Lantlôs – Melting Sun (Prophecy Productions)Monday, 28th April 2014
Ulver was the first black metal band to throw caution to the wind when it came to experimentation. Their once-volatile and primeval sound was fully evolved by the time 1998’s Themes from William Blake’s The Marriage of Heaven and Hell, as in, later-alligator to be anything of the “black” variety. It’s a move that didn’t go unnoticed at the time, and still resonates today, allowing fellow broad-minded outfits with the outlet to shed whatever restrictive subgenre tags may befall them. The most recent example is Germany’s Lantlôs, who have moved onto an entirely new, ethereal, and ultimately, grandiose plane with their fourth album, Melting Sun.
With Alcest vocalist Neige now fully out of the picture, vocals are left up to mainman Herbst, who has completely eliminated harsh vocals from the band’s sound. Those who (wisely) dove into the man’s 80’s new wave worship LowCityRain album last year will find immediate substance with the approach here – clean, forceful, yet oddly relaxed and impassioned vocals are Herbst’s method. And some of the harmony choices are golden, like on the gorgeous “Cherry Quartz,” the album’s clear-cut highlight, a song that regales in gleaming melodies and shimmering arrangements. In essence: No longer black metal; something far more majestic.

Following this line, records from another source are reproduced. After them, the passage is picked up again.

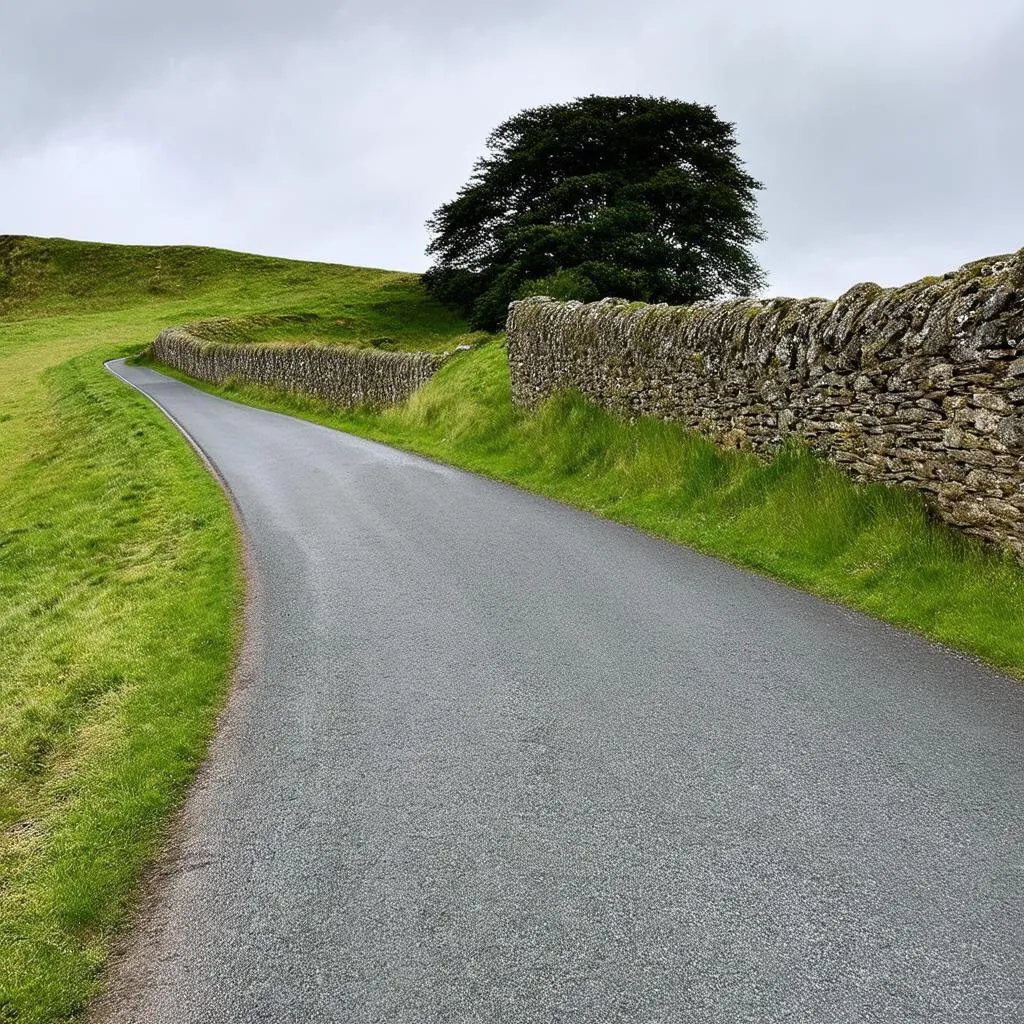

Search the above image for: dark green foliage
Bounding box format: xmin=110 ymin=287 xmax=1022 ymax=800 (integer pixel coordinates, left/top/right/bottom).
xmin=424 ymin=95 xmax=767 ymax=330
xmin=513 ymin=269 xmax=601 ymax=303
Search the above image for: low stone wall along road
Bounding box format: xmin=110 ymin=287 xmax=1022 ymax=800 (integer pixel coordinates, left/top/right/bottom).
xmin=99 ymin=359 xmax=1024 ymax=1024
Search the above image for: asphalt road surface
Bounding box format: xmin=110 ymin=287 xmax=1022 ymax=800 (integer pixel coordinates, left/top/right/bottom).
xmin=98 ymin=359 xmax=1024 ymax=1023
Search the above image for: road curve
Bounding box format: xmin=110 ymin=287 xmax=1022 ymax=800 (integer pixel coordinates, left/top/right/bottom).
xmin=98 ymin=359 xmax=1024 ymax=1023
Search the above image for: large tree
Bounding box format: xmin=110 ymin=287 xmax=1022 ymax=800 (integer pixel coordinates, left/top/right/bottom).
xmin=423 ymin=95 xmax=767 ymax=331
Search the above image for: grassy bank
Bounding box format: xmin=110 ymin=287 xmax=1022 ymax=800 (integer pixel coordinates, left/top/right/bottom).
xmin=0 ymin=347 xmax=239 ymax=1021
xmin=0 ymin=235 xmax=472 ymax=352
xmin=150 ymin=341 xmax=1024 ymax=678
xmin=0 ymin=234 xmax=473 ymax=1022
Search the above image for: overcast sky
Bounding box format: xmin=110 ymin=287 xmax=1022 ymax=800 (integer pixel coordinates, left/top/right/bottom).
xmin=1 ymin=0 xmax=1021 ymax=298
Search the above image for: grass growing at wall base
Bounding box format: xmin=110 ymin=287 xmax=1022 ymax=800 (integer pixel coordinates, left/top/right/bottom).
xmin=145 ymin=341 xmax=1024 ymax=679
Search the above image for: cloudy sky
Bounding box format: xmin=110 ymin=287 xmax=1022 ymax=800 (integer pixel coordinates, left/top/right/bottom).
xmin=1 ymin=0 xmax=1021 ymax=298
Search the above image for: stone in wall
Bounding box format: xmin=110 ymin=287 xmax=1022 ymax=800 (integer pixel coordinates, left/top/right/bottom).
xmin=150 ymin=327 xmax=446 ymax=410
xmin=506 ymin=249 xmax=1024 ymax=559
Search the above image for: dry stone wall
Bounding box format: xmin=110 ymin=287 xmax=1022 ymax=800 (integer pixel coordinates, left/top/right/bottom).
xmin=151 ymin=327 xmax=445 ymax=409
xmin=507 ymin=249 xmax=1024 ymax=558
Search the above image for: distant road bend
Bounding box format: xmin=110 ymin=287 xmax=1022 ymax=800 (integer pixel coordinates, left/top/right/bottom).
xmin=99 ymin=359 xmax=1024 ymax=1023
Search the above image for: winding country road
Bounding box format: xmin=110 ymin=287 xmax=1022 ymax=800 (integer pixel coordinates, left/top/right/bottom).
xmin=98 ymin=359 xmax=1024 ymax=1023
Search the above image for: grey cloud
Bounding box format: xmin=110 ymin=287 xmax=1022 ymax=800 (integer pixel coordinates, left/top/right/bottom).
xmin=1 ymin=1 xmax=341 ymax=149
xmin=0 ymin=0 xmax=575 ymax=147
xmin=1 ymin=0 xmax=1021 ymax=298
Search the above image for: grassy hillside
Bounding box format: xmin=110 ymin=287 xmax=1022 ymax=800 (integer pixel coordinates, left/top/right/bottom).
xmin=3 ymin=234 xmax=1023 ymax=1023
xmin=0 ymin=235 xmax=469 ymax=350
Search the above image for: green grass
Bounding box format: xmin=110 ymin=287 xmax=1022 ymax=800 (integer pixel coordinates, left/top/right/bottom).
xmin=149 ymin=341 xmax=1024 ymax=678
xmin=4 ymin=232 xmax=1024 ymax=1023
xmin=0 ymin=349 xmax=239 ymax=1021
xmin=177 ymin=312 xmax=487 ymax=353
xmin=0 ymin=234 xmax=474 ymax=1022
xmin=0 ymin=235 xmax=473 ymax=352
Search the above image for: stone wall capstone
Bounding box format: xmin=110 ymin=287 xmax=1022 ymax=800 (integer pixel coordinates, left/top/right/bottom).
xmin=150 ymin=327 xmax=446 ymax=409
xmin=506 ymin=249 xmax=1024 ymax=559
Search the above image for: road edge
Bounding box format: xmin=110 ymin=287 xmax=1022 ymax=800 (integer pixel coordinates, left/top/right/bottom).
xmin=87 ymin=359 xmax=265 ymax=1021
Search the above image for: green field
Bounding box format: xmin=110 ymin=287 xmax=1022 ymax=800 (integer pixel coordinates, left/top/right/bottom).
xmin=3 ymin=235 xmax=1023 ymax=1022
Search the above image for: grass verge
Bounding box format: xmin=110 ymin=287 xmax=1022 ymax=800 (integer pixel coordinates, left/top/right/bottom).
xmin=0 ymin=347 xmax=240 ymax=1021
xmin=145 ymin=341 xmax=1024 ymax=679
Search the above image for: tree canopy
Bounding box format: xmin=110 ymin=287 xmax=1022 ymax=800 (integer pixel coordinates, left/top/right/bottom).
xmin=423 ymin=95 xmax=767 ymax=331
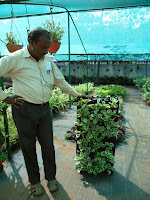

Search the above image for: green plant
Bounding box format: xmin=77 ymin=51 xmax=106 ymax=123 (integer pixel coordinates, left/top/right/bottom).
xmin=49 ymin=88 xmax=69 ymax=114
xmin=142 ymin=80 xmax=150 ymax=103
xmin=71 ymin=83 xmax=94 ymax=102
xmin=74 ymin=98 xmax=119 ymax=175
xmin=143 ymin=92 xmax=150 ymax=103
xmin=5 ymin=32 xmax=20 ymax=44
xmin=0 ymin=151 xmax=8 ymax=161
xmin=81 ymin=68 xmax=85 ymax=74
xmin=133 ymin=77 xmax=150 ymax=91
xmin=95 ymin=84 xmax=126 ymax=99
xmin=0 ymin=87 xmax=18 ymax=151
xmin=145 ymin=80 xmax=150 ymax=92
xmin=42 ymin=19 xmax=64 ymax=41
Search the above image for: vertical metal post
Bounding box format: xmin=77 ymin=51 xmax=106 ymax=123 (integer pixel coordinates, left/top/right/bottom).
xmin=0 ymin=77 xmax=11 ymax=160
xmin=146 ymin=55 xmax=149 ymax=76
xmin=99 ymin=55 xmax=100 ymax=84
xmin=86 ymin=55 xmax=88 ymax=94
xmin=146 ymin=61 xmax=147 ymax=76
xmin=68 ymin=12 xmax=71 ymax=108
xmin=94 ymin=55 xmax=96 ymax=87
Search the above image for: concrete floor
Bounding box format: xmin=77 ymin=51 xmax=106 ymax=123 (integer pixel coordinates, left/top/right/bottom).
xmin=0 ymin=86 xmax=150 ymax=200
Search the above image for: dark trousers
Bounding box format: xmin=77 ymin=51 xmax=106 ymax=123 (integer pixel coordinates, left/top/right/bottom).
xmin=12 ymin=101 xmax=56 ymax=184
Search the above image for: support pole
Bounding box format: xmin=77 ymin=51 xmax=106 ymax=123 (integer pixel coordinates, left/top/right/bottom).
xmin=68 ymin=11 xmax=71 ymax=109
xmin=86 ymin=55 xmax=88 ymax=94
xmin=94 ymin=55 xmax=96 ymax=87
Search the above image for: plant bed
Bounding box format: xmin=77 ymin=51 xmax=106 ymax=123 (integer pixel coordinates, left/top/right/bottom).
xmin=74 ymin=96 xmax=120 ymax=175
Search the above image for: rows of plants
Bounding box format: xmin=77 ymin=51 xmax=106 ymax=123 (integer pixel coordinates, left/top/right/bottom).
xmin=133 ymin=76 xmax=150 ymax=106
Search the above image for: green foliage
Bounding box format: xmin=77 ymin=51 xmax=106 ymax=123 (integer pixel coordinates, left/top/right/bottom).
xmin=0 ymin=87 xmax=18 ymax=151
xmin=0 ymin=116 xmax=18 ymax=151
xmin=42 ymin=20 xmax=64 ymax=41
xmin=75 ymin=98 xmax=119 ymax=175
xmin=75 ymin=82 xmax=94 ymax=94
xmin=5 ymin=32 xmax=20 ymax=44
xmin=49 ymin=88 xmax=69 ymax=114
xmin=133 ymin=77 xmax=150 ymax=91
xmin=71 ymin=82 xmax=94 ymax=102
xmin=0 ymin=151 xmax=8 ymax=161
xmin=95 ymin=84 xmax=126 ymax=98
xmin=141 ymin=79 xmax=150 ymax=103
xmin=143 ymin=92 xmax=150 ymax=103
xmin=145 ymin=79 xmax=150 ymax=92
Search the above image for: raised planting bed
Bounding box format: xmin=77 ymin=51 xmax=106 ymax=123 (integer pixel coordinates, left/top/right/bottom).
xmin=75 ymin=96 xmax=119 ymax=175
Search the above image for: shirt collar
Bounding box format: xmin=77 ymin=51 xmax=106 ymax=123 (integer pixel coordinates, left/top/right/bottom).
xmin=22 ymin=46 xmax=31 ymax=58
xmin=23 ymin=46 xmax=45 ymax=60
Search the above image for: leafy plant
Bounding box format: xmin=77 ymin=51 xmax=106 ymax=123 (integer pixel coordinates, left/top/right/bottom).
xmin=71 ymin=83 xmax=94 ymax=102
xmin=142 ymin=80 xmax=150 ymax=104
xmin=95 ymin=84 xmax=126 ymax=99
xmin=74 ymin=97 xmax=119 ymax=175
xmin=5 ymin=32 xmax=20 ymax=44
xmin=0 ymin=151 xmax=8 ymax=161
xmin=49 ymin=88 xmax=69 ymax=114
xmin=42 ymin=19 xmax=64 ymax=41
xmin=143 ymin=92 xmax=150 ymax=103
xmin=133 ymin=77 xmax=150 ymax=91
xmin=145 ymin=79 xmax=150 ymax=92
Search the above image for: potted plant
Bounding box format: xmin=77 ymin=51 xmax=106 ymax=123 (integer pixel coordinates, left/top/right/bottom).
xmin=5 ymin=32 xmax=23 ymax=53
xmin=42 ymin=19 xmax=64 ymax=53
xmin=143 ymin=92 xmax=150 ymax=106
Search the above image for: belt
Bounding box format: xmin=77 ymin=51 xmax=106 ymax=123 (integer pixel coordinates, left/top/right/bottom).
xmin=23 ymin=100 xmax=49 ymax=107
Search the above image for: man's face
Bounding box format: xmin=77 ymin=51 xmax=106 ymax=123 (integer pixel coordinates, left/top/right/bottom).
xmin=29 ymin=36 xmax=51 ymax=60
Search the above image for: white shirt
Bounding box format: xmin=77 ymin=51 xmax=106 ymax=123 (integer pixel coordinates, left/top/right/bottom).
xmin=0 ymin=46 xmax=79 ymax=104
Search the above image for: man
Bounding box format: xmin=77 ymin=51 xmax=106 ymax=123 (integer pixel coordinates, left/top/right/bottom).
xmin=0 ymin=27 xmax=85 ymax=196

The out-of-the-box/water feel of excellent cuts such as opener “Azure Chimes” and graceful “Jade Fields” have a natural “post” feel to them, but virtually transcend any sort of finite trappings. Thus, Melting Sun turns into a thoroughly carefree listen, where Herbst’s clean vocals (keep ‘em coming), and delay-soaked riffs complete a package that reflects a band totally ready to move away from its previous stylings. And there’s some stiff competition – both 2010’s .neon, and 2012’s Agape are challenging, highly cerebral affairs, but, Melting Sun is a body of work that should be the breakout moment for Lantlôs.